Access earnings results, analyst expectations, report, slides, earnings call, and transcript.

Overview

The earnings call reveals a mixed sentiment. While there are positives like record high transported volumes and debt reduction, concerns arise from increased net debt, reduced interest coverage ratio, and unclear guidance on divestments and profitability improvements. The Q&A section highlights management's reluctance to provide concrete timelines and specific actions, adding uncertainty. Despite some positive catalysts like strong EBITDA and cash position, the lack of clear guidance and potential dilution of key investments like Raizen temper the outlook, leading to a neutral prediction for stock price movement over the next two weeks.

Key Financial Performance

Net Loss BRL 1.6 billion, an improvement of BRL 0.2 billion versus Q1 '25. This improvement reflects an impact of approximately BRL 1 billion related to the prepayment of the 2029, '30, and '31 bonds recorded in financial results and deferred income tax lines with no cash effect, partially offset by the improved performance of the portfolio.

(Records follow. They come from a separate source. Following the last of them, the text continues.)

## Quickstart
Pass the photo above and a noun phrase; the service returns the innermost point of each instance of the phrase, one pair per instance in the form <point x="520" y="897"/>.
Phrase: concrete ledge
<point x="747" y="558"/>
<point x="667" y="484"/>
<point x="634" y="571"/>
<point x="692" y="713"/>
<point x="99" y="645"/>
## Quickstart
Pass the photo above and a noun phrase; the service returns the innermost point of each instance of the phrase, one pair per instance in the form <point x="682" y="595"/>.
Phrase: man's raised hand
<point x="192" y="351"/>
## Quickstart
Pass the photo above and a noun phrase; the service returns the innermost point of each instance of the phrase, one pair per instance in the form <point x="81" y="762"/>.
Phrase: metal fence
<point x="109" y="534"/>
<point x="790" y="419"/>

Expanded Net Debt Increased 18% quarter-on-quarter due to the absence of relevant dividends in the period and the effect of the debt prepayments carried out throughout the quarter. However, it decreased 34% year-over-year, reflecting the proceeds from the capital increase received in the last quarter of 2025.

Interest Coverage Ratio 0.4x versus 0.9x in the previous quarter. The decrease was mainly explained by lower dividend receipts over the last 12 months, as the effect of Compass' capital reduction, which had positively impacted the indicator, no longer contributed to the numerator of this metric.

Rumo Transported Volumes Record transported volumes, up 25% year-over-year, driven by strong performance of the Northern operation, which contributed to the dilution of fixed costs and expenses as well as market share gains in its operating regions, especially at the Port of Santos.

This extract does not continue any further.